Note: Letter writers’ names are changed to protect their privacy.
This is probably a little bit different than what you are used to answering, but this seems to be a sensible place to ask for advice. Recently, I’ve been facing some religious discrimination at the hands of my Atheist friends. I went to a very liberal Christian high school that accepted people of all religious beliefs, and generally, people were open and accepting of what others thought. There, I knew Buddhists, Atheists, Jewish people, and even a Muslim person. However, for whatever reason, the majority of my friends here at college have been non-religious.

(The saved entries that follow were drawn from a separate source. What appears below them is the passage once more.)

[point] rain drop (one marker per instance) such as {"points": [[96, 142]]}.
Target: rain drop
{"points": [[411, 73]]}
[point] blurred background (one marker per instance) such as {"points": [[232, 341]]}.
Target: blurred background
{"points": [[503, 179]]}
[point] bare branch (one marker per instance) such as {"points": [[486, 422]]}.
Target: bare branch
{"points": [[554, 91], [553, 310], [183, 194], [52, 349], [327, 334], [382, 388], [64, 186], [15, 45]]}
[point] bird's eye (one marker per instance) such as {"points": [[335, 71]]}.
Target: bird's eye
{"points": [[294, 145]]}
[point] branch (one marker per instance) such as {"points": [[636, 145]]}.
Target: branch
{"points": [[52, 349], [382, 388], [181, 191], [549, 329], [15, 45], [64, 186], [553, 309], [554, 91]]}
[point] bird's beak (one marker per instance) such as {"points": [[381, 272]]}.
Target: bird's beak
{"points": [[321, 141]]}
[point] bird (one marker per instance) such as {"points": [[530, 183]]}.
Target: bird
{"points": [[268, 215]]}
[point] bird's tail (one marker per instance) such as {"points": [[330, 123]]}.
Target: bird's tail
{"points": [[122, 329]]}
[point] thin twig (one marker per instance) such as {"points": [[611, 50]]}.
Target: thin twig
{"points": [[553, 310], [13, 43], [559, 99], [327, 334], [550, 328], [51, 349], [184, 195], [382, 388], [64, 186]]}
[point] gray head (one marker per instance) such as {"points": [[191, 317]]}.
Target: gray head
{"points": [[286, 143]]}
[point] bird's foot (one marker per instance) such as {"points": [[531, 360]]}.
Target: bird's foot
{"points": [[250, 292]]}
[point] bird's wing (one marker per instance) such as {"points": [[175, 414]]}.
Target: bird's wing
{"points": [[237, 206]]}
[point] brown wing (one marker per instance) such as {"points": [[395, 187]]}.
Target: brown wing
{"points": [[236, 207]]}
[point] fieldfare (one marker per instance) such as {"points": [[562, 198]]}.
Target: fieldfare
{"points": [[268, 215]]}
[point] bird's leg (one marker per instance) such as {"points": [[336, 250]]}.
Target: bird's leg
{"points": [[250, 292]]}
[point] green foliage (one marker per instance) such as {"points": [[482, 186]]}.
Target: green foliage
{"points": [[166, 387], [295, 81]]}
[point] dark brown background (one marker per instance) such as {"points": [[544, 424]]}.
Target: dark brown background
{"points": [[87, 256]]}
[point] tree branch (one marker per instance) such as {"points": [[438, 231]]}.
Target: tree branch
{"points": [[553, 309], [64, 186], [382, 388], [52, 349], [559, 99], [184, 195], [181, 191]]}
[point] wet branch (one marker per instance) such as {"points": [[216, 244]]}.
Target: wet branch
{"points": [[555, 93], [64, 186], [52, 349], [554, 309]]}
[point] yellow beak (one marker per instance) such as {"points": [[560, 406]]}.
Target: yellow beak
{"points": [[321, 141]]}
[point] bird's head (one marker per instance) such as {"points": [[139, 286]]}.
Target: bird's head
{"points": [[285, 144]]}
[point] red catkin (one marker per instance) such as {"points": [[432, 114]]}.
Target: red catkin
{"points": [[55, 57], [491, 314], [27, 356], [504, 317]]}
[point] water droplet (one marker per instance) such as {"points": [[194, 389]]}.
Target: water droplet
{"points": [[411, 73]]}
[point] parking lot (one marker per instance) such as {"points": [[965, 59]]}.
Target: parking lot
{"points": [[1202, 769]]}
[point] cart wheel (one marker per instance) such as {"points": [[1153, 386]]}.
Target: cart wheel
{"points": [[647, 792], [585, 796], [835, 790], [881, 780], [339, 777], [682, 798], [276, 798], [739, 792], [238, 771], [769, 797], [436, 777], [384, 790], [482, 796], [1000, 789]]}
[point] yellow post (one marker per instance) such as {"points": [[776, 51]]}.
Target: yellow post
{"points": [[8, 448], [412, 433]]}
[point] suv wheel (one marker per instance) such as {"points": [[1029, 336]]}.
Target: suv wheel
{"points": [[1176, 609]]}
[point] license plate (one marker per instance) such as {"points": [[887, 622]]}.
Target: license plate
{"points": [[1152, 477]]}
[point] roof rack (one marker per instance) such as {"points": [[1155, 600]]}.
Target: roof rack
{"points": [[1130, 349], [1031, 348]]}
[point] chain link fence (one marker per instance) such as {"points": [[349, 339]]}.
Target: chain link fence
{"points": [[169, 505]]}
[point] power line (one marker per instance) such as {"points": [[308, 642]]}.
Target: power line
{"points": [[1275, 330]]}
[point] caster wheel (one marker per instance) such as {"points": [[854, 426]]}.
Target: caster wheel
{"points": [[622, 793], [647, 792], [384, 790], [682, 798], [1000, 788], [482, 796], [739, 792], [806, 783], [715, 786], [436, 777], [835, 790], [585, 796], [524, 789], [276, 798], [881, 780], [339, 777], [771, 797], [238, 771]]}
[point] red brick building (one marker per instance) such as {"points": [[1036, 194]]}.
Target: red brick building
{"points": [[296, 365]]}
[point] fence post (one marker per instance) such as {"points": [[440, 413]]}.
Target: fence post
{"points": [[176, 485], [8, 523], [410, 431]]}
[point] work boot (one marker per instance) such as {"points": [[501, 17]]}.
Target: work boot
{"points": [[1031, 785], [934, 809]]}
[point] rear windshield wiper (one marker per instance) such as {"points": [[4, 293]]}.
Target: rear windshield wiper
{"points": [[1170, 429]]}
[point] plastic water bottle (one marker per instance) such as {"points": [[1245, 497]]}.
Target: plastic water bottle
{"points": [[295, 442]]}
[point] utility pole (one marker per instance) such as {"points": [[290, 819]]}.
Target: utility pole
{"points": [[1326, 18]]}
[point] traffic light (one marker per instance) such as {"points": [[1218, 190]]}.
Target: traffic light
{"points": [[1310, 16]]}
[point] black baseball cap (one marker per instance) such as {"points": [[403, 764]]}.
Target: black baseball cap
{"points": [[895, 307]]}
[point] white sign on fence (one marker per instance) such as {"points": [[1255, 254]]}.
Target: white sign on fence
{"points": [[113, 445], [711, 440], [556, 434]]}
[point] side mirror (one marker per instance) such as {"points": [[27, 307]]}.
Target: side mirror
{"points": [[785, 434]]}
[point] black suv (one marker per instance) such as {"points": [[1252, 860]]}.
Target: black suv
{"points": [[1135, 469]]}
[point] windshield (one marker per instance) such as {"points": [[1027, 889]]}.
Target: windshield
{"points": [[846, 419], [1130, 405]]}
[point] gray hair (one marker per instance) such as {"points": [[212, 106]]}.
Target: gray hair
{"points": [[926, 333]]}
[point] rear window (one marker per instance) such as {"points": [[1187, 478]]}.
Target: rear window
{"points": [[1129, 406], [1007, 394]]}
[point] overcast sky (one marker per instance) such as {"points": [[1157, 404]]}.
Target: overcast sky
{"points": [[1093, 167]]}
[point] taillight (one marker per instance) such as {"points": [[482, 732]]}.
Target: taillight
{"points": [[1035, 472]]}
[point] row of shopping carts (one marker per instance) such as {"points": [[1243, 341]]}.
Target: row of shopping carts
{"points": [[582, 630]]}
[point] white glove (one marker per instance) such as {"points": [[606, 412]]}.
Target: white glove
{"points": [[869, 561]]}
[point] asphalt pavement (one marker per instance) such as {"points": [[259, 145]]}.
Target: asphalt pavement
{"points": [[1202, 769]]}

I don’t proselytize, and I generally only talk about my faith when asked directly. However, since disclosing that I am a practicing Christian, I’ve been mocked, belittled, and talked down to by a few of my Atheist friends. I get remarks like, “I can’t believe that you actually think that” or “Oh, we’d better not talk about this- it would probably offend him.” It’s automatically assumed that I am an easily offended, narrow minded, Bible-thumping bigot. Naturally, being unfairly classified like this hurts quite a bit. I’ve tried turning the other cheek and responding in a non-confrontational manner, but this has not been very successful.
So, what steps can I take to convince my atheist friends to treat me like a human, regardless of my worldview?
My advice to you is essentially the same as I would give to an atheist being similarly treated by Christian friends, or any combination of friends with differing religious viewpoints.
You have tried the non-confrontational approach, and it has not worked, so call your friends out on it. Remember that confrontational does not necessarily mean boorish, uncivil, or rude. You can be confrontational but still be calm, gracious, and friendly. You can be cool-headed and warm-hearted even as you tell it the way it is.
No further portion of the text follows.